希和心里一跳,又想到今儿一直没有见到四皇子的影子:
“四皇子眼下如何了?”
“自打陛下的那只海东青突然暴毙,四皇子就被人看了起来。皇上只说他杀戮之心太重,还是寻个清净的地方,为一身的杀孽向菩萨忏悔了才好。”
清净也不过是说的好听罢了,分明就是着人看管了起来。
四皇子本就不得宠,不过仗着在北地的军功,才勉勉强强在皇上面前立了起来,可也仅仅是有一席之地罢了,别说和其他皇子比了,便是朝中皇上看重的臣子,都不及良多。

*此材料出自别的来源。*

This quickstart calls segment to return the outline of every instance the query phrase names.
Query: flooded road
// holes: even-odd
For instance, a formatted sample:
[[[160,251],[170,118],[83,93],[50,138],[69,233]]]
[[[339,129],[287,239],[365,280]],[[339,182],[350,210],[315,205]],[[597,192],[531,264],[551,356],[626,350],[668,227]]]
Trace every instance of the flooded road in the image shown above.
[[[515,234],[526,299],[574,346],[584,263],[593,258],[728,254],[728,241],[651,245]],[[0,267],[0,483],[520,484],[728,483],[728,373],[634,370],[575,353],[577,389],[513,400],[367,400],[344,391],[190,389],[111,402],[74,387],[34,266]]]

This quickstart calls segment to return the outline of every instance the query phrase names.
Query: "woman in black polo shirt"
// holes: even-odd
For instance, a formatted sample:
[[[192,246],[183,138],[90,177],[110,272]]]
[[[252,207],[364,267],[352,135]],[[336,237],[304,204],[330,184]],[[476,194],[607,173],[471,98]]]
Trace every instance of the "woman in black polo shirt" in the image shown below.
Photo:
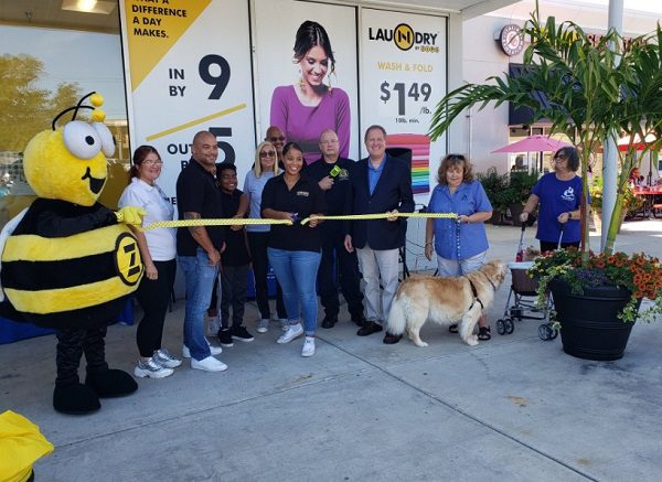
[[[296,142],[282,148],[285,172],[267,181],[263,191],[261,215],[265,218],[290,219],[291,226],[271,226],[267,253],[269,264],[282,287],[282,300],[289,318],[288,330],[277,343],[289,343],[306,332],[301,356],[314,355],[314,331],[318,302],[317,270],[321,258],[318,219],[305,226],[300,219],[327,211],[324,195],[313,180],[301,175],[303,153]],[[303,315],[303,326],[298,319]]]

犹记得曾借故遣了贴身侍从去四皇子府,那奴才回来后,不住感慨,说是堂堂皇子府,竟是连个小吏都不如,也就一个空落落的大院子罢了,里面连个正经的管家都没有,只有几个不顶用的连待客之理都不懂的小童在那里胡闹。
其实谢畅哪里不知,四皇子那府邸里,分明就跟个筛子一般,当真是各处安排的钉子都有,这些人哪里愿意忠心为主?除了打探消息,剩下的就是找地方摸鱼去了。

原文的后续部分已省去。